Core Concepts
The mental models you need to understand how Graphify works.
The Knowledge Graph Model
A knowledge graph is a network of nodes (things) connected by edges (relationships). In Graphify:
- Nodes represent code entities (functions, classes, modules), concepts from documents, and rationale fragments (design decisions from comments)
- Edges represent relationships:
calls,imports,contains,inherits,semantically_similar_to,rationale_for - Communities are clusters of densely-connected nodes discovered automatically
Click a node to see its details. Hover over edges to see relationship types.
Confidence Tiers
Every relationship in the graph is tagged with a confidence level. This is Graphify's honesty mechanism — you always know what was found vs. what was guessed.

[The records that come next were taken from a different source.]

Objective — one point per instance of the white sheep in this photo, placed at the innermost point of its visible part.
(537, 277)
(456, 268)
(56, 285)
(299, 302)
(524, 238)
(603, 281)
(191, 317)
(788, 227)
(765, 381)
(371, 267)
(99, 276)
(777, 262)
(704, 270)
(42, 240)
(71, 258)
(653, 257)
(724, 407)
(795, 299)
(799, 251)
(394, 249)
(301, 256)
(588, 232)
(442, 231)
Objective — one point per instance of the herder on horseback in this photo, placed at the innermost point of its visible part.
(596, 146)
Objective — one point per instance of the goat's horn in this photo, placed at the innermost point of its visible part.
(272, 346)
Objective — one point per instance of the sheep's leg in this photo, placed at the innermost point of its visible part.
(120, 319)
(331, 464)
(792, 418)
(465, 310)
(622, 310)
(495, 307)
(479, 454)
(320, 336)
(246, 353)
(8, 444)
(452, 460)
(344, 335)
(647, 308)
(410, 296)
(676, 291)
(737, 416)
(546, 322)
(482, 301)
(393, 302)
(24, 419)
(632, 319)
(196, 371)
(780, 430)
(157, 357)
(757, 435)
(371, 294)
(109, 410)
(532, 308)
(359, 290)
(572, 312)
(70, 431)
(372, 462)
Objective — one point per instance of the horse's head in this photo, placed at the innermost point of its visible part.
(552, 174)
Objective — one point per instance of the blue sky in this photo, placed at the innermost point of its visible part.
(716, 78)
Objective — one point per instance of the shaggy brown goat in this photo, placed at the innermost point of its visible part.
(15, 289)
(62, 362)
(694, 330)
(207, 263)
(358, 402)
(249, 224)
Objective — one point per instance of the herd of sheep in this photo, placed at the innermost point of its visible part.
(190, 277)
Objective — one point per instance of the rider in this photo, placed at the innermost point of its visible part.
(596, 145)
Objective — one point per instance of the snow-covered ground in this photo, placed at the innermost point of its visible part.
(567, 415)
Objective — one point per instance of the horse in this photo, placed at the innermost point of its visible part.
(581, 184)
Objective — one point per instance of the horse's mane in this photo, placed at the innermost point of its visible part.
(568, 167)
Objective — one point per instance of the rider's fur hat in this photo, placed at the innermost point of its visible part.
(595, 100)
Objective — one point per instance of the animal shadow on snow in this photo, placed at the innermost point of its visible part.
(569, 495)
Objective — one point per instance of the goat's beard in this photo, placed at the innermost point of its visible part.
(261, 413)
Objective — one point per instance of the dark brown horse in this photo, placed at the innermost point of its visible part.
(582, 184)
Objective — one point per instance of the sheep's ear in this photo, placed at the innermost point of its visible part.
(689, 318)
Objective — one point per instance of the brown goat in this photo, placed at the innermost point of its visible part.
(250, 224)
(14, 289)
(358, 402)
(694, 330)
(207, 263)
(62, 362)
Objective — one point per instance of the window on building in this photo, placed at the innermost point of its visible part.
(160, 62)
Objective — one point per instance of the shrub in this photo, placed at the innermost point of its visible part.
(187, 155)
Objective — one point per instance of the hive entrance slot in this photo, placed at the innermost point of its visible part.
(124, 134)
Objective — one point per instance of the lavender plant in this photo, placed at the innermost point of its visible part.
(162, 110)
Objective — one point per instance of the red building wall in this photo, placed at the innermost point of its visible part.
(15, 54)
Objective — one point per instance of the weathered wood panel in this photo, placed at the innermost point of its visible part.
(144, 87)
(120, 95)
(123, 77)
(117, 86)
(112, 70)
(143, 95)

| Tier | Score | Example |
|---|---|---|
| EXTRACTED | 1.0 (always) | An import statement, a direct function call |
| INFERRED | 0.5 – 0.9 | Two functions likely calling each other (name matching) |
| AMBIGUOUS | Unscored | A possible relationship flagged for human review |
How Confidence Influences the System
- Report sorting: AMBIGUOUS connections surface first in "surprising connections"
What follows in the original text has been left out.